The short, well-written stories were a delight. I glowed with appreciation over familiar tales, and laughed out loud at some that were new to me. Several of the newer fables were amazingly profound. It took me a week to get through all eighty-two and I enjoyed every one of them. Many reminded me of a Bible verse or biblical principle.

“The Town Mouse and Country Mouse” (story #7) has the moral: "Better beans and bacon in peace than cakes and ale in fear” which sounds a lot like Proverbs 15:17: “Better a meal of vegetables where there is love than a fattened calf with hatred”. The moral of Story #12 was, “Destroy the seed of evil, or it will grow up to your ruin.” Story #44 stated you should “Train up a child in the way he should go; and when he is old he will not depart therefrom.” (which is almost word for word the same as the Bible verse – possibly due to the translator?) The moral of story #54 is that vices are their own punishment. And the story of the Fox and the Mask (#20) teaches “Outward show is a poor substitute for inner worth.” All in all it was a delightful, nourishing, easy read and it deserves its place in the “worthwhile books” category.

A sample from the book:

A Man had lost his way in a wood one bitter winter's night. As he was roaming about, a Satyr came up to him, and finding that he had lost his way, promised to give him a lodging for the night, and guide him out of the forest in the morning. As he went along to the Satyr's cell, the Man raised both his hands to his mouth and kept on blowing at them. "What do you do that for?" said the Satyr.
"My hands are numb with the cold," said the Man, "and my breath warms them."
After this they arrived at the Satyr's home, and soon the Satyr put a smoking dish of porridge before him. But when the Man raised his spoon to his mouth he began blowing upon it. "And what do you do that for?" said the Satyr.
"The porridge is too hot, and my breath will cool it."
"Out you go," said the Satyr. "I will have nought to do with a man who can blow hot and cold with the same breath."


Rebecca Reid said...

I also enjoyed reading Aesop's Fables last year and felt they were very relevant and fun! I was reading in a children's literature textbook, though, that they are very different depending on the "translator." They were originally written in the pre-Christian era, but over the years, of course, the "translators" rewrote them to teach the principles they found most imperative for children. Very interesting to me!

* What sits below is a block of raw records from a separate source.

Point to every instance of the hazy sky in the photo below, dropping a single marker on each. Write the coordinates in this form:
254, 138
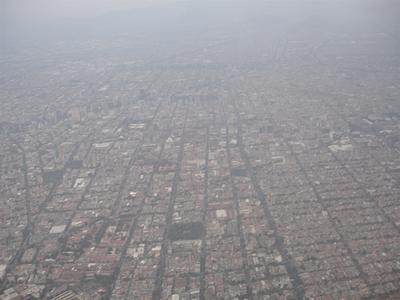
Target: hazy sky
72, 8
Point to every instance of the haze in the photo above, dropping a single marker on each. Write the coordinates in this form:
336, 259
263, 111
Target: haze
213, 149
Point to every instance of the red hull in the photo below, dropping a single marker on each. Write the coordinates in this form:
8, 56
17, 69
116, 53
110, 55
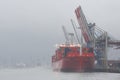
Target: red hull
74, 64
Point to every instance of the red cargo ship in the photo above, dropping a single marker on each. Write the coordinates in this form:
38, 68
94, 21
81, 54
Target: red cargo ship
71, 57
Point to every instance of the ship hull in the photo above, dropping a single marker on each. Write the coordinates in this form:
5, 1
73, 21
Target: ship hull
74, 64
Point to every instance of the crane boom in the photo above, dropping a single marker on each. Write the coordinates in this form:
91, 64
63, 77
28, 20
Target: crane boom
83, 25
65, 34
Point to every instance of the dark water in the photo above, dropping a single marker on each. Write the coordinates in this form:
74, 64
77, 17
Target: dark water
47, 74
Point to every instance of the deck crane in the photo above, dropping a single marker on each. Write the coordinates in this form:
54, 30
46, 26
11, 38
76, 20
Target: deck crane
90, 36
65, 34
95, 37
68, 36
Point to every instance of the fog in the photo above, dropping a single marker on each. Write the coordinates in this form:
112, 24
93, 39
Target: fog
29, 29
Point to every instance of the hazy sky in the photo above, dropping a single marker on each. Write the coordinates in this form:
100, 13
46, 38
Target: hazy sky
29, 29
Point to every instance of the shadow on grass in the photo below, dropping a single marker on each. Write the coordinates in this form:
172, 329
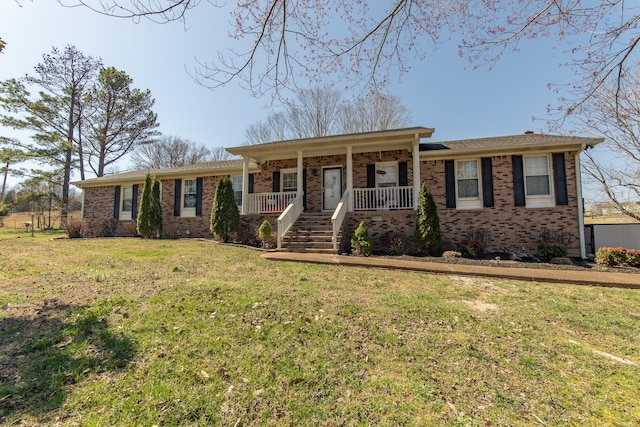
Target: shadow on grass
43, 355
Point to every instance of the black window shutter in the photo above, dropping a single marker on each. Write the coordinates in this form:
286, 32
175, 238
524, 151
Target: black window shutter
371, 176
276, 181
199, 197
403, 175
518, 181
177, 197
450, 183
134, 201
560, 179
116, 203
251, 182
487, 182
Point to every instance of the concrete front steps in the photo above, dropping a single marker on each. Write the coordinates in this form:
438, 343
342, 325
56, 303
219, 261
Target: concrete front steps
312, 232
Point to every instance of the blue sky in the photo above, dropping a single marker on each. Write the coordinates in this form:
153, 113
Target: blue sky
441, 91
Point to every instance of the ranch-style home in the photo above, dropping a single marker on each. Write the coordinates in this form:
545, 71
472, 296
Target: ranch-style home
315, 191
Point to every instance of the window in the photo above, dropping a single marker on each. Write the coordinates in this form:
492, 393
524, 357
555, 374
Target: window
237, 189
536, 171
387, 174
126, 208
189, 197
289, 181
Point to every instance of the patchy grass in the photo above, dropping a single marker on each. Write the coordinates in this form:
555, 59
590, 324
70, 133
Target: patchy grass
188, 332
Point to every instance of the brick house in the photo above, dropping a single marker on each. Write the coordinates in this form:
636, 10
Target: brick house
315, 191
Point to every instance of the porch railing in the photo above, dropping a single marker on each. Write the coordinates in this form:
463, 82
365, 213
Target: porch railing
338, 218
269, 202
367, 199
289, 217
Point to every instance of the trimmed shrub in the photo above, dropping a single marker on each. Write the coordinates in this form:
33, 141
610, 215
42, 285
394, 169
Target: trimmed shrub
150, 216
393, 243
74, 228
618, 257
360, 242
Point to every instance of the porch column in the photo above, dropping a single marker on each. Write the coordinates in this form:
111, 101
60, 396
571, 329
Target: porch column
299, 181
350, 178
245, 185
416, 171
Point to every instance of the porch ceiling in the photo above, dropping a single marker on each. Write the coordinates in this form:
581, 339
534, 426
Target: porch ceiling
331, 145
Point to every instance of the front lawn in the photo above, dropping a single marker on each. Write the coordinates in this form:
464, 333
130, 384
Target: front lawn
128, 331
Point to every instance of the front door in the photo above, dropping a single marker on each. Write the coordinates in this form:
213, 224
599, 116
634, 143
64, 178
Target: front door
331, 188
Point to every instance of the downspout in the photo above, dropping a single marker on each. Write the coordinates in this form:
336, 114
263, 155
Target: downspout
583, 251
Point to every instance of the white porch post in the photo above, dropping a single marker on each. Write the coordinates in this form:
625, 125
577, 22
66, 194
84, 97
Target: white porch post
299, 181
350, 178
416, 171
245, 184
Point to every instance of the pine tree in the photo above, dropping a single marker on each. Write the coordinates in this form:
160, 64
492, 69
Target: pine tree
427, 237
225, 216
144, 215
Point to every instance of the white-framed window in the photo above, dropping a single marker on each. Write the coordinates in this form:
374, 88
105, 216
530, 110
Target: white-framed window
289, 180
189, 197
468, 184
237, 188
126, 204
386, 174
537, 181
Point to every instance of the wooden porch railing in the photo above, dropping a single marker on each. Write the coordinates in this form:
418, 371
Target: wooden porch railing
289, 217
367, 199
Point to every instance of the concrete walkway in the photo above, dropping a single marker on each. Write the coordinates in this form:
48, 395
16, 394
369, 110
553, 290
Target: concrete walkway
579, 277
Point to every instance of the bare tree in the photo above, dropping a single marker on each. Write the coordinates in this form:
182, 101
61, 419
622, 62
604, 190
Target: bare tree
614, 114
169, 152
116, 118
316, 112
278, 41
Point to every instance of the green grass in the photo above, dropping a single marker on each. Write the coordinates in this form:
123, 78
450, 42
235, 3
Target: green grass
188, 332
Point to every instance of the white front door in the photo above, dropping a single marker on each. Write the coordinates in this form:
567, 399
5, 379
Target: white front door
331, 188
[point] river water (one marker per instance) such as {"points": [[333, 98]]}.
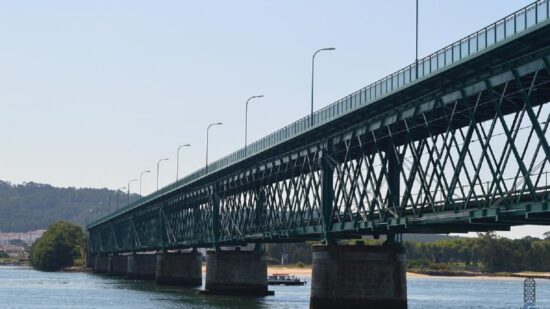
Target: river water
{"points": [[23, 287]]}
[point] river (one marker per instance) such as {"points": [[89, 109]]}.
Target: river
{"points": [[23, 287]]}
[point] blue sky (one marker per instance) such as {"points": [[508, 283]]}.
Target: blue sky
{"points": [[94, 92]]}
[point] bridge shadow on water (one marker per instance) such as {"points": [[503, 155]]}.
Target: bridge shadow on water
{"points": [[181, 297]]}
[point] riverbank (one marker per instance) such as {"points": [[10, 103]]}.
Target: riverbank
{"points": [[305, 270]]}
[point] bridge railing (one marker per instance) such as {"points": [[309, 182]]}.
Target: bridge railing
{"points": [[489, 37]]}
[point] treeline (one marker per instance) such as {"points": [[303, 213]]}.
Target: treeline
{"points": [[60, 246], [33, 206], [487, 252]]}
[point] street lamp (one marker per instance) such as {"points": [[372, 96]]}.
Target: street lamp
{"points": [[313, 76], [158, 166], [207, 130], [129, 189], [140, 179], [246, 120], [178, 160], [117, 191], [416, 62]]}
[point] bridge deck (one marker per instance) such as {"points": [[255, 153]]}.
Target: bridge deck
{"points": [[461, 147]]}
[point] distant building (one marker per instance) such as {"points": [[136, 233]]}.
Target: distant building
{"points": [[27, 237], [15, 251]]}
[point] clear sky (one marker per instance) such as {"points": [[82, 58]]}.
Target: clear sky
{"points": [[94, 92]]}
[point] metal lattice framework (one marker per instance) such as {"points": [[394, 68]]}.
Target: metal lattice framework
{"points": [[465, 150]]}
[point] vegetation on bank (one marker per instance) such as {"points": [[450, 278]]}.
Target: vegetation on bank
{"points": [[458, 255], [33, 206], [60, 246]]}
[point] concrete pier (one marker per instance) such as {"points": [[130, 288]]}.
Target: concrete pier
{"points": [[183, 269], [236, 273], [101, 264], [358, 277], [141, 266], [118, 265]]}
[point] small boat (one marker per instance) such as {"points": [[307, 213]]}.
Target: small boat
{"points": [[284, 279]]}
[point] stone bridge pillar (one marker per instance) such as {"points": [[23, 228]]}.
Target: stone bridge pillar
{"points": [[118, 265], [101, 263], [236, 273], [141, 266], [358, 277], [184, 269]]}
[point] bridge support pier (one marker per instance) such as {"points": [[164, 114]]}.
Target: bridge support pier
{"points": [[236, 273], [101, 264], [141, 266], [184, 269], [118, 265], [358, 277]]}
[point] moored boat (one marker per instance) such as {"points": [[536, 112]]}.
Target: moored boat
{"points": [[284, 279]]}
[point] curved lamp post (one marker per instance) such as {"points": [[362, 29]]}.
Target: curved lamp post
{"points": [[178, 160], [246, 121], [140, 179], [158, 166], [207, 132], [313, 76], [129, 183], [117, 191]]}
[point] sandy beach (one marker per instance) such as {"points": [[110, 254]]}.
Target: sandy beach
{"points": [[306, 271]]}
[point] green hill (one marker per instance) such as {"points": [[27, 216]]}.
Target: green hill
{"points": [[32, 206]]}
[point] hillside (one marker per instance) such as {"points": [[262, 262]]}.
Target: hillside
{"points": [[33, 206]]}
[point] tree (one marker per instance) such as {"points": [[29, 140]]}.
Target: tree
{"points": [[60, 245]]}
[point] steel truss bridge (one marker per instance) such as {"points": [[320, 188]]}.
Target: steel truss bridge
{"points": [[456, 142]]}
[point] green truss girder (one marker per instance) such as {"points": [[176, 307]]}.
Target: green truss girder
{"points": [[463, 151]]}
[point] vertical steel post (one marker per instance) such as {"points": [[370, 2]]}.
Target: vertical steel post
{"points": [[215, 215], [393, 177], [327, 194]]}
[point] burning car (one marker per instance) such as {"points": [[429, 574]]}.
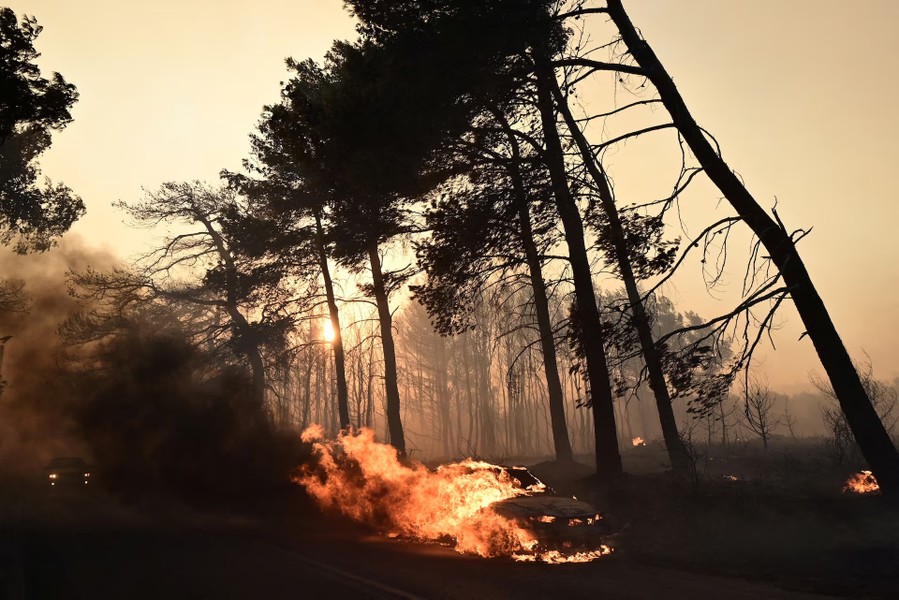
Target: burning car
{"points": [[67, 471], [475, 507], [555, 522]]}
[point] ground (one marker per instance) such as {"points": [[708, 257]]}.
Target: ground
{"points": [[762, 536]]}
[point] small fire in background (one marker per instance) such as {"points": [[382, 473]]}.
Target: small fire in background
{"points": [[328, 331], [861, 483], [365, 481]]}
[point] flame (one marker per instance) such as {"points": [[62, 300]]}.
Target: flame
{"points": [[328, 330], [861, 483], [365, 481]]}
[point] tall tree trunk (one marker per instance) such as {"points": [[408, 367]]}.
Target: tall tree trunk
{"points": [[676, 451], [608, 458], [343, 405], [869, 432], [249, 341], [391, 388], [561, 441]]}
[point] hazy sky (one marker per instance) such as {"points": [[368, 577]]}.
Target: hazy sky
{"points": [[800, 93]]}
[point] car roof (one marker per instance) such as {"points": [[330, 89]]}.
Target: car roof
{"points": [[540, 506], [67, 460]]}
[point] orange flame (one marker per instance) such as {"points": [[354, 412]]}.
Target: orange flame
{"points": [[861, 483], [365, 481]]}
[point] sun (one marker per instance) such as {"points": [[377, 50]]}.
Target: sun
{"points": [[328, 330]]}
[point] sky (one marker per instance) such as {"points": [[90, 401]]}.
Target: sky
{"points": [[800, 95]]}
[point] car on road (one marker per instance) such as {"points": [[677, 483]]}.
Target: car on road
{"points": [[556, 521], [67, 472]]}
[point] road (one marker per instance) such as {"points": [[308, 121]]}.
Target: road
{"points": [[69, 551]]}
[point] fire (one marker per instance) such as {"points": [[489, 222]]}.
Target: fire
{"points": [[328, 330], [861, 483], [366, 481]]}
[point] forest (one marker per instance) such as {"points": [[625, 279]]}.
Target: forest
{"points": [[430, 240]]}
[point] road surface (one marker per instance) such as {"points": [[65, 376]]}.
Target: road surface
{"points": [[96, 550]]}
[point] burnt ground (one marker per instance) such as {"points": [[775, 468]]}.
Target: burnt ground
{"points": [[767, 535], [785, 520]]}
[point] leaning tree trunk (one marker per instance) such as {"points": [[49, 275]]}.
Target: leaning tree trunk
{"points": [[869, 432], [676, 451], [561, 442], [608, 458], [394, 421], [343, 405]]}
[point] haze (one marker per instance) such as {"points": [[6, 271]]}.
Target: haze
{"points": [[802, 105]]}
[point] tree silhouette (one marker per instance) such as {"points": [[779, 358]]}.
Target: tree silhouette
{"points": [[31, 108], [872, 437]]}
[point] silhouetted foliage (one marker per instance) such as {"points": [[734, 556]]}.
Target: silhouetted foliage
{"points": [[31, 108]]}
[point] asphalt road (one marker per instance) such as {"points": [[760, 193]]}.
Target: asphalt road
{"points": [[97, 551]]}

BTW, I read The Age of Innocence via daily I enjoyed it, although yes, I admit there were days I read two readings because it ended in the middle of the chapter....

Carol in Oregon said...

Hope. There is too much book-talk to put in one measly comment!!

Fables. I learned this from my beloved Latin teacher. The word fable comes from fabula (to speak) and, by definition, has animals that speak. The talking animals distinguish a fable from a fairy tale or a myth or legend. I never knew that until he told us.

I've had friends urge me towards but I've been a bit gun-shy at reading on the screen.



Might I recommend a book for your Really Old Classics Challenge? Beowulf translated by Seamus Heaney. I loved the translation and have very warm memories of reading it to my 5th grader (at the time). We've since listened to it read by the author and loved it. Beowulf was written during a transition time and mixes paganism with Biblical beliefs. (I don't love the syncretism, just putting that in to help understand).